AI chatbot ChatGPT has been shown to be able to nearly pass the radiology board exam, according to a study conducted earlier this month.
Radiology is a "branch of medicine that uses imaging technology to diagnose and treat disease," as described by the MedlinePlus Medical Encyclopedia.
The study, published in the peer-reviewed journal Radiology, was conducted between late February and early March of this year, where the AI chatbot was subjected to an organized 150 multiple-choice questionnaire that is "designed to match the style, content, and difficulty of the Canadian Royal College and American Board of Radiology examinations."
The AI chatbot's performance was evaluated by topic and by question type.
The types of questions that were given were divided into multiple categories. For example, there are lower-order questions (having to do with recalling and understanding) and higher-order questions (requiring application and analysis to answer). It should be noted that the radiology questions did not include images.
Overall, it answered 69% of the questions correctly, just 1% less than the passing threshold of the exam, with only 46 wrong answers of the 150 questions it was given.
ChatGPT performed better on questions that were considered lower-order thinking, answering 84% correctly on those questions. The AI chatbot answered correctly only 60% of all questions that were considered higher-order thinking.
The chatbot showed to be less efficient at tackling questions involving calculation, classification, and conceptual application. The study stated that the chatbot "used confident language consistently, even when incorrect."
“The use of large language models like ChatGPT is exploding and only going to increase,” said the study's lead author Rajesh Bhayana, MD. "Our research provides insight into ChatGPT’s performance in a radiology context, highlighting the incredible potential of large language models, along with the current limitations that make it unreliable.”
"Our research provides insight into ChatGPT’s performance in a radiology context, highlighting the incredible potential of large language models, along with the current limitations that make it unreliable.”
Rajesh Bhayana
GPT-4's performance in Radiology
A separate study also looked at GPT-4, OpenAI’s latest LLM, and its performance on the radiology board exam, stating that it demonstrated vast improvements compared to the GPT-3.5, on which ChatGPT based itself.
The GPT-4 was tested on the same 150 questions that its predecessor was examined on, and researchers compared its performance with that of Chat-GPT. In total, GPT-4 passed the exam by answering 121 questions correctly (81%), more than its predecessor which only answered 104 correctly.
The GPT-4 performed better than the GPT-3.5 on higher-order thinking questions and questions tackling imaging findings and conceptual application but showed no improvement on lower-order thinking questions.
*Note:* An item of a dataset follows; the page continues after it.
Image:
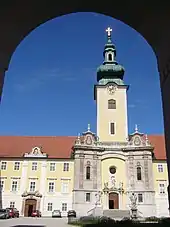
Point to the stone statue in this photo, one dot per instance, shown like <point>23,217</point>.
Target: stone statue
<point>106,185</point>
<point>133,200</point>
Furthermore, despite doing better, it incorrectly answered 12 questions that the GPT-3.5 got right, with nine of them being lower-order questions.
The study concludes with the "impressive improvement in the performance of ChatGPT in radiology over a short time period," in which researchers stress the "growing potential of LLMs."
However, noting the lack of improvement in lower-order questions, questions have been raised regarding the improved LLM's reliability for information gathering.